Émissions de CO2 : la respiration des sols forestiers sous surveillance
Publié par Bourgogne-Franche-Comté Nature, le 29 avril 2025
À la recherche de solutions pour réduire les émissions de gaz à effet de serre dans l’atmosphère, les scientifiques se tournent vers la terre des forêts.
Pourquoi se préoccuper de la question du carbone dans les sols ?
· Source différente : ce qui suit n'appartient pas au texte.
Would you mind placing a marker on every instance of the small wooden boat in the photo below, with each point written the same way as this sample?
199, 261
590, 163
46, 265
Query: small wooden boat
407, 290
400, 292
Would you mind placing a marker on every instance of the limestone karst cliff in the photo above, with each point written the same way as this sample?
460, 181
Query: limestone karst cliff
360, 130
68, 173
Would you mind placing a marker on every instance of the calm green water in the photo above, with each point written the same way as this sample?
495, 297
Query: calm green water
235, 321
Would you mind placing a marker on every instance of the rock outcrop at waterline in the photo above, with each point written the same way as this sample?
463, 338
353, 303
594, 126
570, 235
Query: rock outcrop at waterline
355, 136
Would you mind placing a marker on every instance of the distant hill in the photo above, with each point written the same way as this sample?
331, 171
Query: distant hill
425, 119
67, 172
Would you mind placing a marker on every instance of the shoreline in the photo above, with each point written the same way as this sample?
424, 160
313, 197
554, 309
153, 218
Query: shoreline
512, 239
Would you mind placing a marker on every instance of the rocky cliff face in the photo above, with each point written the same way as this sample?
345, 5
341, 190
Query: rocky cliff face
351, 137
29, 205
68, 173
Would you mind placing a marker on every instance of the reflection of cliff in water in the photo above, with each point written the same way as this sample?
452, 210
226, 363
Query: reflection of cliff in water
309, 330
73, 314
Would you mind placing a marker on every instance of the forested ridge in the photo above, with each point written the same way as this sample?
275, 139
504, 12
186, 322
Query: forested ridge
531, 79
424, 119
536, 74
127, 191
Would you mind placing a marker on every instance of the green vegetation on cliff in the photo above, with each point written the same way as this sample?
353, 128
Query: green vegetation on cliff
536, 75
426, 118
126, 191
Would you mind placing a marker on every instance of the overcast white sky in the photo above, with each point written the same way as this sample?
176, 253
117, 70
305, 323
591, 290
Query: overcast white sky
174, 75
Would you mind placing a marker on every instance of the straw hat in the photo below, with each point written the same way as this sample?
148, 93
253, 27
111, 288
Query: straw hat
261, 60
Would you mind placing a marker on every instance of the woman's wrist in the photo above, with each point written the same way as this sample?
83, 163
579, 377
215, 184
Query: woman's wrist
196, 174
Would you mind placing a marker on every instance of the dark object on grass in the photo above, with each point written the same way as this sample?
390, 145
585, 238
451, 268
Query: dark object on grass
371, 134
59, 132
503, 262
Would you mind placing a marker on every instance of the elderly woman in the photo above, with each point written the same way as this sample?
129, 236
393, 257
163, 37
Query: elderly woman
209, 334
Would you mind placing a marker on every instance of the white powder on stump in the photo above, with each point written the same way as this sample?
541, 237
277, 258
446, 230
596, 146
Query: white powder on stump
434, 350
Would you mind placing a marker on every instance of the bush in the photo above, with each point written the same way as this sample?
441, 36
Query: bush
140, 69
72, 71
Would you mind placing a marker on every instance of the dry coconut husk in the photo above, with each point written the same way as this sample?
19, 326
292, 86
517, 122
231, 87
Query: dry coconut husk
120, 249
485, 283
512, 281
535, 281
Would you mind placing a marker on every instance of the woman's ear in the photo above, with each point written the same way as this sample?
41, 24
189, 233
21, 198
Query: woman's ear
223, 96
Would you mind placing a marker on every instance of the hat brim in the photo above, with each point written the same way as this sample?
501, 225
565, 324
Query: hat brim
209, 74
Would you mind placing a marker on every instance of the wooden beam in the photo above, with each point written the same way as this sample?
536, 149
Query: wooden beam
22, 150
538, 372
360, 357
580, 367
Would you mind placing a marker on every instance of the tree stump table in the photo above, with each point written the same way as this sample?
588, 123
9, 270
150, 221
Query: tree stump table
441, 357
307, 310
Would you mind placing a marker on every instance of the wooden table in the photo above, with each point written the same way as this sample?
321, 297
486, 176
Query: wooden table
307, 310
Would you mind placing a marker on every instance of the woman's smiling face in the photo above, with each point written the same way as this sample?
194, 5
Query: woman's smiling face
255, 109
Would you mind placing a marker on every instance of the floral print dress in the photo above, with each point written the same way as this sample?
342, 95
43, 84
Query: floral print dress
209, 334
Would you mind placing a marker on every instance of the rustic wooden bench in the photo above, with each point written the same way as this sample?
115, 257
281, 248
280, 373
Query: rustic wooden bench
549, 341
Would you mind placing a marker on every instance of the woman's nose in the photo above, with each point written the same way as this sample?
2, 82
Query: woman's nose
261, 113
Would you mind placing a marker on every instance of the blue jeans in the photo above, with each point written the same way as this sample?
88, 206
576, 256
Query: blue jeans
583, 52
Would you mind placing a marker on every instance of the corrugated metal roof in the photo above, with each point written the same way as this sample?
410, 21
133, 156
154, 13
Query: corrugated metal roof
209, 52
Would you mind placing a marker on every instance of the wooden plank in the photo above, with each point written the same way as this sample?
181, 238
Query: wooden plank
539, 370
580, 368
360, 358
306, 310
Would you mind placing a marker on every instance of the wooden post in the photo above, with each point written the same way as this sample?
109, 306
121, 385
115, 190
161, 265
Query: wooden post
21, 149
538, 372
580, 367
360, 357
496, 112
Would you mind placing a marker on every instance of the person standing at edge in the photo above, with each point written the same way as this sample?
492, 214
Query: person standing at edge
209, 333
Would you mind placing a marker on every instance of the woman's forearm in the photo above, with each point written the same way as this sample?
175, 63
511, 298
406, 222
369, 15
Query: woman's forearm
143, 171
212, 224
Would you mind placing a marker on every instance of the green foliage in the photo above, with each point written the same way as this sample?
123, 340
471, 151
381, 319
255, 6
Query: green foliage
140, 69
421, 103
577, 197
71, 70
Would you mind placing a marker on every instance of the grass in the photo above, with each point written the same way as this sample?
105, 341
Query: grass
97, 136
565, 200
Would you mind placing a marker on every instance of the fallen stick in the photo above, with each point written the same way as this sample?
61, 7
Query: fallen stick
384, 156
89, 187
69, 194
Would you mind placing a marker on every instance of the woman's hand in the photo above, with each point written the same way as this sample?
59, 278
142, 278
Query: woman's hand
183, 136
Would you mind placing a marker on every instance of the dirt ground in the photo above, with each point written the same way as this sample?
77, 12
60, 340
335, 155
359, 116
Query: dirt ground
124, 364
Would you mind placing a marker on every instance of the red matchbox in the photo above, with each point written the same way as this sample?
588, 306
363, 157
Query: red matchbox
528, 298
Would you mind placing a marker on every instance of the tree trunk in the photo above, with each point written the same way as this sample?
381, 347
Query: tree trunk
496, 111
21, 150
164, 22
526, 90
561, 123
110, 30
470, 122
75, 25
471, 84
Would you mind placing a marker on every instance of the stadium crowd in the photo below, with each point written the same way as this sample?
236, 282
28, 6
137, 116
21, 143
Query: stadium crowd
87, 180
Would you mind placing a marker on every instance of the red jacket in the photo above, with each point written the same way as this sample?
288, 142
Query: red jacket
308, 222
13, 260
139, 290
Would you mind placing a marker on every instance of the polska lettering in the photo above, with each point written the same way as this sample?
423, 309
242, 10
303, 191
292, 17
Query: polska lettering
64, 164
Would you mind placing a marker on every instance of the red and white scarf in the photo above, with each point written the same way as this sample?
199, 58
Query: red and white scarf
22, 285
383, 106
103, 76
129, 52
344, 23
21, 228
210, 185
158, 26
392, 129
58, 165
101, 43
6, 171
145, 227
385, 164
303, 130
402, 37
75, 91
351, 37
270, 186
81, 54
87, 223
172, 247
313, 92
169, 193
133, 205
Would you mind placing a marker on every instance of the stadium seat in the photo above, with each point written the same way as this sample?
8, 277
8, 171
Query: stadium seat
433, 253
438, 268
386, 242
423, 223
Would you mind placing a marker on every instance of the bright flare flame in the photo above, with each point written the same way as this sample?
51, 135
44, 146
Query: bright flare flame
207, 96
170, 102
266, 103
C’est un levier pour atténuer les émissions de CO2 responsables du changement climatique. Cela fait écho à l’initiative « 4 pour 1 000 » lancée en 2015 lors de la COP 21. L’ambition est d’augmenter de 4 ‰ la quantité de carbone dans les sols, qui sont de gros réservoirs de carbone, ce qui ferait autant de carbone en moins dans l’atmosphère. Les sols forestiers sont particulièrement riches en carbone. On estime qu’environ 40 % des stocks de carbone continentaux se trouvent dans les forêts, dont 60 % dans leurs sols et leur litière en forêts tempérées. Il s’agit de trouver ce qui permettrait d’amplifier le stockage, mais aussi de surveiller que ce puits de carbone reste fonctionnel. Or on s’aperçoit que le stockage par les écosystèmes forestiers a tendance à baisser, voire que ceux-ci deviennent source de CO2.
Comment un puits peut-il se transformer en émetteur ?
Les échanges de carbone vont dans les deux sens. Selon comment s’équilibre la balance, le bilan carbone est positif ou négatif : la forêt est une pompe à CO2 car elle piège du carbone grâce à la photosynthèse. Mais la respiration de l’écosystème génère des émissions : la respiration des arbres, et la respiration des micro-organismes du sol, bactéries et champignons. C’est à cette dernière, dite hétérotrophe, que nous nous sommes intéressés. Deux paramètres jouent un rôle essentiel : la température, qui peut accroître le processus microbien de respiration, et les précipitations. Si l’humidité peut limiter la hausse de la respiration, une répartition différente des pluies sur l’année due au changement climatique aura aussi un impact, encore mal connu.
Sur quoi ont porté vos récentes recherches ?
Elles ont été menées dans le cadre d’une thèse soutenue fin 2024 par Clément BONNEFOY-CLAUDET sur les matières organiques des sols forestiers du Morvan. Nous avons tenté de déterminer la sensibilité des sols vis-à-vis de la température en analysant des échantillons de sols du Mont Beuvray, qui présente une mosaïque d’essences forestières. La nature de la matière organique du sol a une incidence sur les micro-organismes. Les prélèvements ont été soumis en laboratoire à des températures de plus en plus élevées. Il est apparu que les émissions de CO2 des sols sont plus importantes sous les hêtres et les sapins pectinés que sous les pins douglas, et que la sensibilité à l’augmentation des températures est plus élevée sous les hêtres que sous les essences de résineux.

Olivier MATHIEU, Géochimiste de l’environnement, enseignant-chercheur au laboratoire Biogéosciences de l’Université Bourgogne Europe
Les échantillons de sols ont été prélevés sur le Laboratoire forestier du Mont Beuvray, porté par Bibracte-Grand Site de France, autour de 8 partenaires scientifiques et techniques, avec le soutien de l’Union européenne et la Région BFC. Ce dispositif vise à observer sur le moyen terme divers aspects de la forêt : ses sols, son eau et ses peuplements d’arbres, au regard de multiples enjeux : économiques, sanitaires, paysagers, touristiques, de biodiversité… afin d’adapter la gestion pour plus de résilience. Le projet a été conduit en conditions contrôlées de laboratoire et ses résultats demandent à être consolidés par des mesures in situ. C’est ce qui est entrepris depuis quelques mois, avec des systèmes automatisés qui enregistrent la respiration des sols sur le Mont Beuvray. Sur plusieurs années, pourront ainsi être observées les répercussions des variations saisonnières et des phénomènes extrêmes tels que des canicules ou des vagues de sécheresse.